Text editors for web development
Strangely, all the major Mac text editors that cater specifically for web development are not cross platform. If web development is all you are ever doing though, these text editors might be well worth their money.
Coda
Combine the SubEthaEdit text editing engine including its collaborative tools with the great FTP program Transmit and you have CODA, the program for "one-window web development". It even includes a reference book to HTML in the package. For what it is, probably of great value and nice polish. As a general purpose text editor, there are better alternatives.
Espresso
Another text editor gearing specifically for web development. Thus, you get powerful HTML and CSS editing features and good support for typical web development languages such as PHP, Ruby or Markdoen, but no support for other languages. There is an extension system though that could improve language support.
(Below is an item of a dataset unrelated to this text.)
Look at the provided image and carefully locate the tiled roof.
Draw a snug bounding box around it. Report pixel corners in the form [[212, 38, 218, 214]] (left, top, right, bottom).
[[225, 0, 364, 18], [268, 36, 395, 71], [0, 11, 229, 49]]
This might be a slightly less expensive alternative to Coda.
Taco HTML Editor
Another text editor geared exclusively towards web development. This time around though, there is no support for languages other than HTML, CSS and PHP, which makes this program a rather poor choice.
skEdit
skEdit supports a nice array of web development languages and offers a good range of features for a web development text editor. Also, it is pretty inexpensive in comparison to its brethren here. Probably a nice choice for web development if you are on a budget.